AGENDAMENTO DO TEMA NA SOCIEDADE 

Na conclusão da agenda, o Family Talks ressalta que a chamada crise do cuidado precisa ser enfrentada “como uma prioridade pelo governo e a sociedade, dado o papel central e fundamental do cuidado na vida das pessoas. Atualmente, as atividades de cuidado são habitualmente esquecidas pela opinião e ação pública, sendo relegadas ao ambiente doméstico, às famílias. Cada vez mais, elas precisam de apoio para exercer sua missão”. Também é enfatizado que “garantir apoio às famílias, especialmente por meio de ações para fortalecimento de vínculos familiares, tem o potencial de prevenir diversos problemas sociais com baixo custo de investimento”. 

À reportagem, Rodolfo Canonico explicou que os apontamentos feitos na agenda têm sido apresentados especialmente a políticos com cargos legislativos federais, e que se pretende que o conteúdo seja conhecido também pelos candidatos à Presidência da República e aos cargos legislativos. 

O diretor executivo de Family Talks disse que algumas das medidas propostas envolvem mudanças na legislação, como as questões do Imposto de Renda, no entanto outras podem ser implementadas diretamente pelos governos por meio de políticas públicas, mas que o grande desafio é o de que se destine verbas públicas para tal. 
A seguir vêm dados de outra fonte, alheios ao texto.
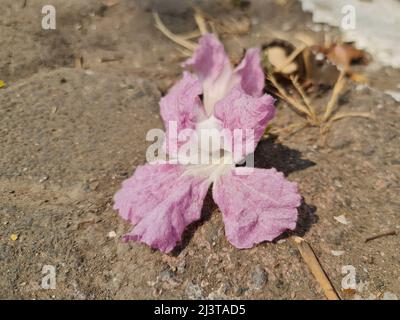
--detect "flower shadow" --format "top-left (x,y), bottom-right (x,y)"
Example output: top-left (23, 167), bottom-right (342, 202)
top-left (170, 136), bottom-right (318, 256)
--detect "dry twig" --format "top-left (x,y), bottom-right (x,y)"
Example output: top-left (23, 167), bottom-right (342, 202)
top-left (365, 230), bottom-right (397, 242)
top-left (292, 237), bottom-right (340, 300)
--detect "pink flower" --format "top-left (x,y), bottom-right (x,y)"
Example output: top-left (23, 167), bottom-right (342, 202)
top-left (114, 34), bottom-right (300, 252)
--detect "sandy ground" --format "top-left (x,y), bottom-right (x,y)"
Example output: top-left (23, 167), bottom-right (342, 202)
top-left (0, 0), bottom-right (400, 299)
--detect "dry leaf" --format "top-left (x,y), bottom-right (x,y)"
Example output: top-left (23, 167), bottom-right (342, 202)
top-left (10, 233), bottom-right (18, 241)
top-left (333, 215), bottom-right (349, 224)
top-left (265, 46), bottom-right (297, 74)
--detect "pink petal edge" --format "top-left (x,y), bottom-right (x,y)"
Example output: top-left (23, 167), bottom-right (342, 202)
top-left (214, 86), bottom-right (275, 160)
top-left (160, 72), bottom-right (204, 154)
top-left (114, 164), bottom-right (210, 253)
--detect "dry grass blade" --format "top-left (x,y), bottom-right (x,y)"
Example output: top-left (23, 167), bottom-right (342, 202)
top-left (194, 8), bottom-right (208, 34)
top-left (290, 76), bottom-right (316, 118)
top-left (292, 237), bottom-right (340, 300)
top-left (153, 11), bottom-right (197, 51)
top-left (275, 45), bottom-right (306, 72)
top-left (179, 30), bottom-right (201, 40)
top-left (365, 230), bottom-right (397, 242)
top-left (329, 112), bottom-right (375, 122)
top-left (322, 69), bottom-right (346, 122)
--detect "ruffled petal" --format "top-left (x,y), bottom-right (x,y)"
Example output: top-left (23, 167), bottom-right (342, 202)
top-left (214, 86), bottom-right (275, 161)
top-left (235, 48), bottom-right (265, 97)
top-left (184, 34), bottom-right (233, 115)
top-left (213, 168), bottom-right (301, 249)
top-left (160, 72), bottom-right (204, 155)
top-left (114, 164), bottom-right (210, 252)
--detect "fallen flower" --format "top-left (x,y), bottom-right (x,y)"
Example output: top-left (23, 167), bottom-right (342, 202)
top-left (114, 34), bottom-right (300, 252)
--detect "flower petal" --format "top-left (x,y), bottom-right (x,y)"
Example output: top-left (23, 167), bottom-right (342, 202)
top-left (235, 48), bottom-right (265, 97)
top-left (214, 86), bottom-right (275, 161)
top-left (184, 34), bottom-right (233, 115)
top-left (160, 72), bottom-right (204, 154)
top-left (213, 168), bottom-right (301, 249)
top-left (114, 164), bottom-right (210, 252)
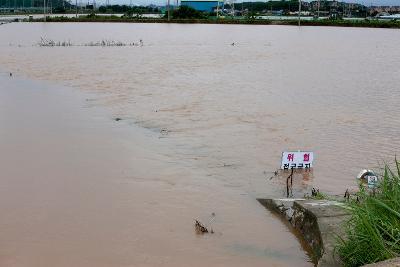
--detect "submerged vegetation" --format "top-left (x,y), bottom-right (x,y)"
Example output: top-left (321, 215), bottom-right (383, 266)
top-left (31, 15), bottom-right (400, 28)
top-left (337, 160), bottom-right (400, 266)
top-left (37, 37), bottom-right (143, 47)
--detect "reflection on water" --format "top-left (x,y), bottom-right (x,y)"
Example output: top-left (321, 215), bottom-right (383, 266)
top-left (0, 23), bottom-right (400, 266)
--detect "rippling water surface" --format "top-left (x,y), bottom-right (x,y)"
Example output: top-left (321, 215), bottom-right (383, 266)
top-left (0, 23), bottom-right (400, 266)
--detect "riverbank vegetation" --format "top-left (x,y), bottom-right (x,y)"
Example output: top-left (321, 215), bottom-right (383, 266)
top-left (31, 14), bottom-right (400, 28)
top-left (337, 160), bottom-right (400, 266)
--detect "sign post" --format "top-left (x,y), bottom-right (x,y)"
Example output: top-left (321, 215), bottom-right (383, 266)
top-left (281, 151), bottom-right (314, 170)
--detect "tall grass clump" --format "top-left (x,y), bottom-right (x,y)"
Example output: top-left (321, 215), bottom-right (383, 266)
top-left (337, 160), bottom-right (400, 266)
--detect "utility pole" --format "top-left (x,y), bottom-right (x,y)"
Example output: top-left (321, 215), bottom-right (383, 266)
top-left (167, 0), bottom-right (171, 21)
top-left (299, 0), bottom-right (301, 26)
top-left (217, 0), bottom-right (219, 19)
top-left (43, 0), bottom-right (46, 22)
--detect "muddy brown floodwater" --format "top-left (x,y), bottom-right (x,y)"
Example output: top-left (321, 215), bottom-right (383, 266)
top-left (0, 23), bottom-right (400, 267)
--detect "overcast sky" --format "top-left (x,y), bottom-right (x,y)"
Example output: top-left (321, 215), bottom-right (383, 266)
top-left (127, 0), bottom-right (400, 6)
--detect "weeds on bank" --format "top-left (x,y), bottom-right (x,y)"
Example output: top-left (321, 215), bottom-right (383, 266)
top-left (37, 37), bottom-right (143, 47)
top-left (336, 160), bottom-right (400, 266)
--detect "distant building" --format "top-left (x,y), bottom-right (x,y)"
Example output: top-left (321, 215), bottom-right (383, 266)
top-left (181, 0), bottom-right (224, 12)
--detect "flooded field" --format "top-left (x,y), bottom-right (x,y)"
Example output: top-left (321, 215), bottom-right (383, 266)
top-left (0, 23), bottom-right (400, 266)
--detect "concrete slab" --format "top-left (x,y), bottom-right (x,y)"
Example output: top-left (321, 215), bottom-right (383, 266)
top-left (258, 199), bottom-right (350, 267)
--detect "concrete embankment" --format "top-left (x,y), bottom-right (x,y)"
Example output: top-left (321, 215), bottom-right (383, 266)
top-left (258, 199), bottom-right (350, 267)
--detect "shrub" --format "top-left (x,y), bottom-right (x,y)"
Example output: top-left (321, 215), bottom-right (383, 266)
top-left (337, 160), bottom-right (400, 266)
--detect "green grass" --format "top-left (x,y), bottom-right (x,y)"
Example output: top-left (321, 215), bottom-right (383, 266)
top-left (28, 14), bottom-right (400, 29)
top-left (336, 160), bottom-right (400, 266)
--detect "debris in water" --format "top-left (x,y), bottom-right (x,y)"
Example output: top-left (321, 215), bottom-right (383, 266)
top-left (160, 128), bottom-right (168, 135)
top-left (194, 220), bottom-right (208, 234)
top-left (311, 187), bottom-right (319, 197)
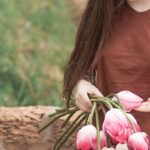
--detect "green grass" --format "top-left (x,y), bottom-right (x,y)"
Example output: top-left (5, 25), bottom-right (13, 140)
top-left (0, 0), bottom-right (76, 106)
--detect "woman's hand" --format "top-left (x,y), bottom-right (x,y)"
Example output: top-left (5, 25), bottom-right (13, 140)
top-left (135, 98), bottom-right (150, 112)
top-left (75, 79), bottom-right (103, 112)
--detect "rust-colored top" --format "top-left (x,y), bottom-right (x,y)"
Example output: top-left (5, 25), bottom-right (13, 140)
top-left (96, 4), bottom-right (150, 134)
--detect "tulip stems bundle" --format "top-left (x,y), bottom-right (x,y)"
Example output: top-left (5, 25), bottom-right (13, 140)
top-left (39, 96), bottom-right (136, 150)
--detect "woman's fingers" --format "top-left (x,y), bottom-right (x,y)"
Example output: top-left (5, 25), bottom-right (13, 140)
top-left (76, 91), bottom-right (92, 111)
top-left (88, 86), bottom-right (103, 96)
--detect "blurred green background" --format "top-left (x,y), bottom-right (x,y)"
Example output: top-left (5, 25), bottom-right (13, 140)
top-left (0, 0), bottom-right (82, 106)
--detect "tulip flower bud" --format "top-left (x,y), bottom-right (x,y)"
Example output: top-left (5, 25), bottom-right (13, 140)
top-left (100, 130), bottom-right (107, 148)
top-left (103, 108), bottom-right (141, 144)
top-left (128, 132), bottom-right (150, 150)
top-left (76, 125), bottom-right (97, 150)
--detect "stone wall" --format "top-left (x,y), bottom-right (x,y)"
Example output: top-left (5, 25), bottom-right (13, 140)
top-left (0, 106), bottom-right (79, 150)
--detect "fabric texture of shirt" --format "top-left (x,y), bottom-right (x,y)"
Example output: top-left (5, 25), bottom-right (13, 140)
top-left (95, 4), bottom-right (150, 135)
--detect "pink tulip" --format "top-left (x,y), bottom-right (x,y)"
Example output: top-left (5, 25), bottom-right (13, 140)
top-left (112, 91), bottom-right (144, 112)
top-left (103, 109), bottom-right (141, 144)
top-left (76, 125), bottom-right (97, 150)
top-left (128, 132), bottom-right (150, 150)
top-left (103, 109), bottom-right (127, 143)
top-left (100, 130), bottom-right (107, 148)
top-left (102, 147), bottom-right (115, 150)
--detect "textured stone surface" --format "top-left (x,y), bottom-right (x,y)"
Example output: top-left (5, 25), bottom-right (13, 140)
top-left (0, 106), bottom-right (79, 150)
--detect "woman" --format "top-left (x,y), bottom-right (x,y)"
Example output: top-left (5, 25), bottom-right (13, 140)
top-left (63, 0), bottom-right (150, 134)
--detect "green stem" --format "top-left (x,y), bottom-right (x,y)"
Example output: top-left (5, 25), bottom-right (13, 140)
top-left (53, 115), bottom-right (86, 150)
top-left (61, 112), bottom-right (76, 128)
top-left (107, 99), bottom-right (137, 132)
top-left (54, 112), bottom-right (85, 149)
top-left (91, 98), bottom-right (113, 109)
top-left (87, 103), bottom-right (96, 124)
top-left (85, 113), bottom-right (90, 125)
top-left (95, 102), bottom-right (101, 150)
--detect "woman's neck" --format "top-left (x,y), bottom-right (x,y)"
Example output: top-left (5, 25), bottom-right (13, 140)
top-left (127, 0), bottom-right (150, 12)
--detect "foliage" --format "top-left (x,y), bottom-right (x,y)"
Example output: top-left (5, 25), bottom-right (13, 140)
top-left (0, 0), bottom-right (75, 106)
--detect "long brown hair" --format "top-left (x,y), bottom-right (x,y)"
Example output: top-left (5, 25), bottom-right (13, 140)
top-left (62, 0), bottom-right (124, 107)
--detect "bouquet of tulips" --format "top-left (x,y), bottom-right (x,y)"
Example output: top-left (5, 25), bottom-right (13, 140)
top-left (39, 91), bottom-right (150, 150)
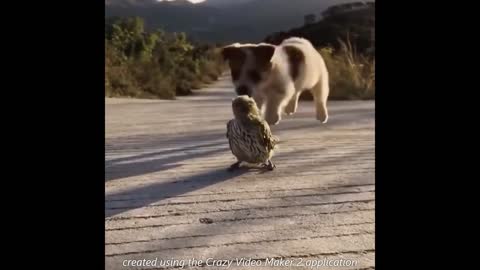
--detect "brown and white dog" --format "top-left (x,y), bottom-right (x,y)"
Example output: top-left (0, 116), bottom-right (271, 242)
top-left (222, 37), bottom-right (329, 125)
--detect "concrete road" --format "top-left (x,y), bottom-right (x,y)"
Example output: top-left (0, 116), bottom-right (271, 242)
top-left (105, 77), bottom-right (375, 269)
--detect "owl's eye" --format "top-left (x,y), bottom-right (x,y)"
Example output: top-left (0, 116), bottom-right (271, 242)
top-left (248, 70), bottom-right (262, 83)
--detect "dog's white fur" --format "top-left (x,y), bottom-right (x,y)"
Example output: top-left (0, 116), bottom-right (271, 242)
top-left (222, 37), bottom-right (329, 125)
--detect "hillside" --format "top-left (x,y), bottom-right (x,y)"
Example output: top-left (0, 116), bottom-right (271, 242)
top-left (264, 2), bottom-right (375, 53)
top-left (105, 0), bottom-right (360, 43)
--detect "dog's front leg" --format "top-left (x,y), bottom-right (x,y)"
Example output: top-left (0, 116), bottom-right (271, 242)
top-left (253, 93), bottom-right (265, 113)
top-left (265, 92), bottom-right (288, 125)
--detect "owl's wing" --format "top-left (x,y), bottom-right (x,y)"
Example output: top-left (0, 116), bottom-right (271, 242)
top-left (259, 121), bottom-right (278, 150)
top-left (225, 119), bottom-right (233, 138)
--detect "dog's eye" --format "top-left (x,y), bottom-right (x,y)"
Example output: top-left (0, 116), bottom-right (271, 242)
top-left (231, 69), bottom-right (240, 81)
top-left (248, 70), bottom-right (262, 83)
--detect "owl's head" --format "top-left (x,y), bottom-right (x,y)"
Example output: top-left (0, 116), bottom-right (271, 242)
top-left (232, 95), bottom-right (260, 119)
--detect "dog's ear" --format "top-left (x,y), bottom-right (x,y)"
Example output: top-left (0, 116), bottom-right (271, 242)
top-left (252, 44), bottom-right (275, 67)
top-left (222, 43), bottom-right (243, 61)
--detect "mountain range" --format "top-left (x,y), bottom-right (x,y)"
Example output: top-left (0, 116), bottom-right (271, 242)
top-left (105, 0), bottom-right (355, 43)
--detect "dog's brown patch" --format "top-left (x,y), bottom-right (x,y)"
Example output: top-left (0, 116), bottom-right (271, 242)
top-left (222, 46), bottom-right (247, 81)
top-left (283, 46), bottom-right (305, 80)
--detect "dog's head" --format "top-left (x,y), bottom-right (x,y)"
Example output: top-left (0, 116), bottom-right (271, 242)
top-left (222, 43), bottom-right (275, 96)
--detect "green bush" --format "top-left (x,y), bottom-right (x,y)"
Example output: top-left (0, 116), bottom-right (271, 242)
top-left (105, 18), bottom-right (223, 99)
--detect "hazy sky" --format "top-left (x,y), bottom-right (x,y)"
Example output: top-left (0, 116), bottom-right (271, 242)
top-left (158, 0), bottom-right (205, 4)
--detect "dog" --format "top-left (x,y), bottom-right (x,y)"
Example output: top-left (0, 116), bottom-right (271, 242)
top-left (222, 37), bottom-right (330, 125)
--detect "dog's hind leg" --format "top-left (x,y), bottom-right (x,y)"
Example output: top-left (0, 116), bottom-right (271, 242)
top-left (285, 91), bottom-right (302, 115)
top-left (311, 78), bottom-right (330, 124)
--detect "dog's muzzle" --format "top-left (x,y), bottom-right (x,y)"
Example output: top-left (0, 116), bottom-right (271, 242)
top-left (236, 85), bottom-right (251, 96)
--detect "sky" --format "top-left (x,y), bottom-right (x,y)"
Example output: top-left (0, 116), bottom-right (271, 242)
top-left (159, 0), bottom-right (205, 4)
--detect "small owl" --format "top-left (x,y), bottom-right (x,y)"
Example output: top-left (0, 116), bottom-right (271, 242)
top-left (227, 95), bottom-right (278, 171)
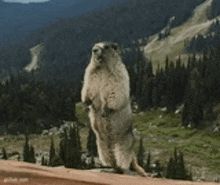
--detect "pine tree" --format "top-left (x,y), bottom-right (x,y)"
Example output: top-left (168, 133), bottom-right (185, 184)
top-left (23, 135), bottom-right (30, 162)
top-left (29, 145), bottom-right (36, 163)
top-left (166, 156), bottom-right (175, 179)
top-left (87, 127), bottom-right (98, 156)
top-left (49, 138), bottom-right (56, 166)
top-left (2, 147), bottom-right (8, 160)
top-left (176, 152), bottom-right (187, 179)
top-left (137, 137), bottom-right (144, 167)
top-left (145, 152), bottom-right (151, 172)
top-left (41, 155), bottom-right (45, 166)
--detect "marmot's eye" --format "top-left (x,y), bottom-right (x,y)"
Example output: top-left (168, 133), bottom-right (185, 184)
top-left (112, 43), bottom-right (118, 50)
top-left (92, 49), bottom-right (98, 53)
top-left (105, 45), bottom-right (109, 49)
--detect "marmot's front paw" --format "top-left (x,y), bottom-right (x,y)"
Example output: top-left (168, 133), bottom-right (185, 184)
top-left (102, 108), bottom-right (114, 117)
top-left (84, 99), bottom-right (92, 107)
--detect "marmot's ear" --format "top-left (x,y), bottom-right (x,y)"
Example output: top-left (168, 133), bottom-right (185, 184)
top-left (112, 43), bottom-right (121, 54)
top-left (112, 43), bottom-right (118, 50)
“A ideia é que o Estado e a sociedade compartilhem as questões de cuidado que hoje estão somente com a família. Isso seria feito não para substituí-las, mas para dar condições melhores de cuidado. Isso traria um ganho de tempo para as famílias e ganhos econômicos obviamente, tanto pelo gasto que seria evitado quanto pelo tempo de qualidade que é necessário para cuidar de uma família, para desenvolver as relações familiares. Em síntese, o que estamos falando é garantir uma rede de apoio para as famílias, construída dentro de uma perspectiva solidária com a sociedade e governos, para gerar uma transformação bastante impactante”, concluiu Canonico.